News Update Place

February 23, 2004

Car bomb hits Iraq police station

Filed under: All Other — News Update @ 4:31 am

A suicide car bombing has killed 13 people at a police station in the Iraqi city of Kirkuk, reports say.
The BBC’s Stephen Sackur at the scene says a car exploded in a ball of fire in a Kurdish neighbourhood.

The blast, which wounded more than 50 people, is at least the fourth this year to target Iraqi security services.

US Defence Secretary Donald Rumsfeld arrived in Baghdad on a previously unannounced visit on Monday, shortly after the blast took place.
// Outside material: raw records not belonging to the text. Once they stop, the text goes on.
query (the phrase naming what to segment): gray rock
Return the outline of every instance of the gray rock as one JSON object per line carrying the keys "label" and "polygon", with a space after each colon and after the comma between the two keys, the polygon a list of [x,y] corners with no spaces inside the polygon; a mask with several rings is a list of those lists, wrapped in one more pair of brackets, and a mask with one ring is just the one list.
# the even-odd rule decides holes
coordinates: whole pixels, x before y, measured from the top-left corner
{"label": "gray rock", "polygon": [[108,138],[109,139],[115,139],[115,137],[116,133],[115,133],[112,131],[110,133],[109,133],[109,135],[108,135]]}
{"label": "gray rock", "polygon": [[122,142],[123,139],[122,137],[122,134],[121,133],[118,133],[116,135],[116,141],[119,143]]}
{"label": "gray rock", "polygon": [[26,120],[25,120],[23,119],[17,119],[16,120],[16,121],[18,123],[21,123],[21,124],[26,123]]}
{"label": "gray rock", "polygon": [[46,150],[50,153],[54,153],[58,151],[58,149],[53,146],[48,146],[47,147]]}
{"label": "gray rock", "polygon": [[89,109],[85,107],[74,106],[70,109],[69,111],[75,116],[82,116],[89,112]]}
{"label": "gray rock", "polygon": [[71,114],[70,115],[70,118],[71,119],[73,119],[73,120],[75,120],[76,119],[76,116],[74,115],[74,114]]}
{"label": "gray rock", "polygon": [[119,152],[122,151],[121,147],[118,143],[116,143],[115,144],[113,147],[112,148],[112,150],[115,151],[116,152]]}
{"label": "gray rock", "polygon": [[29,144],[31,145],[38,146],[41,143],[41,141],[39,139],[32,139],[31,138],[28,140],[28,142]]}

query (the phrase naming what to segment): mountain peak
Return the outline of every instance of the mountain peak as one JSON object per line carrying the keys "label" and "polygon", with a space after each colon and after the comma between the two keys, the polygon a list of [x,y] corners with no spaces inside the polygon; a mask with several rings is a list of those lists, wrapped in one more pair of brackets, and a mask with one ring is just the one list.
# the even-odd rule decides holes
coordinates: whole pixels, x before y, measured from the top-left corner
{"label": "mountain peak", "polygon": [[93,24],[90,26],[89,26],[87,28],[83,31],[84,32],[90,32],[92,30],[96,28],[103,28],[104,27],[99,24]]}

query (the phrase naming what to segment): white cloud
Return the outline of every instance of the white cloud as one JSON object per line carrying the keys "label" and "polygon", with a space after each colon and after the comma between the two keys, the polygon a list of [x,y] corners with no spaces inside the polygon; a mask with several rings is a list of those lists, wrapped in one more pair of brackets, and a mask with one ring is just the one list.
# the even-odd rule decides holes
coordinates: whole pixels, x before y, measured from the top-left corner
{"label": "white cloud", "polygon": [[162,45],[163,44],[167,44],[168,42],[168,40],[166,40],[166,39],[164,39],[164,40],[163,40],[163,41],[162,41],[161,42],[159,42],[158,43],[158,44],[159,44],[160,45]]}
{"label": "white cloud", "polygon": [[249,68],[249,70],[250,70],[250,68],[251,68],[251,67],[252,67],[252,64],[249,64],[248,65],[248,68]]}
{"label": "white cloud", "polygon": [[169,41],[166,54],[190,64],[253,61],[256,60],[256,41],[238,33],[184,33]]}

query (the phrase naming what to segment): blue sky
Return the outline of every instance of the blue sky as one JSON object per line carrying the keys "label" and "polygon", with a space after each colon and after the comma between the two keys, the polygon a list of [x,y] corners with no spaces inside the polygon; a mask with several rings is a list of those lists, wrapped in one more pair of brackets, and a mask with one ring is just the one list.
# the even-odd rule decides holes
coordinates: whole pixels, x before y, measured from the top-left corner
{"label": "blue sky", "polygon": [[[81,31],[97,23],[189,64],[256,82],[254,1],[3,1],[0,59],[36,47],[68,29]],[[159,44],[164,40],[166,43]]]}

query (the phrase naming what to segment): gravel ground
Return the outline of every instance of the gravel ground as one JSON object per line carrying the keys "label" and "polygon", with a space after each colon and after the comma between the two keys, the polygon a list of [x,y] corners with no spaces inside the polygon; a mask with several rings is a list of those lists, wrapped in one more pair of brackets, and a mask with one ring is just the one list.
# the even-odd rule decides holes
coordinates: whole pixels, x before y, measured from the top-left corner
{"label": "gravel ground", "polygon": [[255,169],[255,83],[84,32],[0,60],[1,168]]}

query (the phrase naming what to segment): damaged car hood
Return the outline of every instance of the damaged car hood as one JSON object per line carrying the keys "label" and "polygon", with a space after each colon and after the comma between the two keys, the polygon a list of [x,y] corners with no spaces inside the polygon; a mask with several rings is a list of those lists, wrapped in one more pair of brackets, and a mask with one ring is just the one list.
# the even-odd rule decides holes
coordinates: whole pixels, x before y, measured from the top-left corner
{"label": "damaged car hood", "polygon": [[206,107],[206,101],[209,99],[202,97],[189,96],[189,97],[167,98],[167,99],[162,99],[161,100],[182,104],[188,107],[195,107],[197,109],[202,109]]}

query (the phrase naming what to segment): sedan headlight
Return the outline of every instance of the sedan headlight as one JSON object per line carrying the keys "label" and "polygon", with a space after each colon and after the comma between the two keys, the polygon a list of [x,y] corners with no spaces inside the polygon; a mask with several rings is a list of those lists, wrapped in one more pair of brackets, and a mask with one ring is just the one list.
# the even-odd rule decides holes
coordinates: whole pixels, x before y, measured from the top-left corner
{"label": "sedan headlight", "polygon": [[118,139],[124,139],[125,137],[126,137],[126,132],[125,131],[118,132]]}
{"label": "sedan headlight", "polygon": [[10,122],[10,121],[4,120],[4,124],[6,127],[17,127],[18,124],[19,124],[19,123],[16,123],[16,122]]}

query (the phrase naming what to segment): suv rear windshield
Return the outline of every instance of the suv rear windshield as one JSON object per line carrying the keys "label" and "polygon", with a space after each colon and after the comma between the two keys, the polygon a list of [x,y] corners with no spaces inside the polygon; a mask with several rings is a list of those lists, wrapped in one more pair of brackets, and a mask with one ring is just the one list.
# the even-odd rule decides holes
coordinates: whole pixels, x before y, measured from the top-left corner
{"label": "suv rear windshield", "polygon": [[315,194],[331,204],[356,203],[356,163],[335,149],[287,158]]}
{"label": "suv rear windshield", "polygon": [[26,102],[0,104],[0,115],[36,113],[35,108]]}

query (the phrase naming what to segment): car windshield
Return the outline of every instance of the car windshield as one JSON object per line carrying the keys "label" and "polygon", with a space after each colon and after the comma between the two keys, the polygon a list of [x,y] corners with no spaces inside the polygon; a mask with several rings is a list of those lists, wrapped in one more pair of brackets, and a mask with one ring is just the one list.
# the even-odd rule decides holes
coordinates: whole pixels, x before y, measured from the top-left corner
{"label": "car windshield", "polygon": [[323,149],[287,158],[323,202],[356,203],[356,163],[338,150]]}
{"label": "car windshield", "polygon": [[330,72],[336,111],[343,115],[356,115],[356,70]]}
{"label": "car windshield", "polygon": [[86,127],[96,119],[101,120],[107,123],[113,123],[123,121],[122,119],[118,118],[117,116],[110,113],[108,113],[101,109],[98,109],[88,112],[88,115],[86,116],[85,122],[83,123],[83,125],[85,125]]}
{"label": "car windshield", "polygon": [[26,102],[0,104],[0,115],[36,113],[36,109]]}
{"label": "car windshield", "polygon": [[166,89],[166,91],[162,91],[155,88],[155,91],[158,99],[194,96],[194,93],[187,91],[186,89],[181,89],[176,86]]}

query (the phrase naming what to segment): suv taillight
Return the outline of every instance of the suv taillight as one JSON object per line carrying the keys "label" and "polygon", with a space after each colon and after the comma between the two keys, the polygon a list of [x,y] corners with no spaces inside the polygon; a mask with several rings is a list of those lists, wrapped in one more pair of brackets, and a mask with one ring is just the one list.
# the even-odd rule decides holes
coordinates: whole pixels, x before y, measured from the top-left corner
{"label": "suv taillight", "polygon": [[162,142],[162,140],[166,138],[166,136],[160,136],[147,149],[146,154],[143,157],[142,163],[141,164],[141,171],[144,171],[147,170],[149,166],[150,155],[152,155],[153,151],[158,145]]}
It is the fourth trip Mr Rumsfeld has made to Iraq since Saddam Hussein was toppled nearly a year ago.

Handover plans

He was met by Paul Bremer, the US administrator in Iraq, and taken to a briefing by General Martin Dempsey, who commands the US First Armoured Division.

Rumsfeld arrived unannounced in Baghdad to assess plans for Iraq
Mr Rumsfeld is reported to be assessing plans for a reduction of US troops, in Baghdad and in the country as a whole.

His visit came as United Nations Secretary General Kofi Annan said in a report to the UN Security Council that elections could be held in Iraq by the end of 2004.

However, he said there were still concerns about security and there needed to be consensus on a framework for the elections, including which electoral system would be used and what type of voter registration would be employed.

‘Powerful bomb’

The problem of attempting to hand back control of security matters to Iraqis was underlined by the massive blast in Kirkuk on Monday morning.

The bombing in Kirkuk took place at about 0800 (0500 GMT), as one shift was replacing another and the station was full of people.

An Oldsmobile car packed with nails and 50kg of TNT drove into the unprotected building, the police station chief Colonel Adel Zain al-Abadin told AFP news agency.

The powerful bomb scattered body parts, and pools of blood stained patches of snow on the ground.

About 40 people were injured, many seriously, said a doctor at the local hospital.

Ten people died, including at least one bomber. One report has suggested there were two.

Police targeted

Our correspondent Stephen Sackur says the attack in Kirkuk was clearly aimed at Iraqi police. There were no Americans present when the bomb exploded, he says.

Iraqi insurgents accuse Iraqi police officers of collaborating with the US-led occupation, analysts say.

More than 300 officers have been killed since the new police force was established after the fall of Saddam Hussein’s regime.

Kirkuk is Iraq’s fourth-largest city and lies in the heartland of the country’s northern oil fields.

It population is a volatile mix of Arabs, Kurds and Turkmen.

More than 100 people were killed in a double suicide bombing of Kurdish political party buildings in the city of Irbil on 1 February.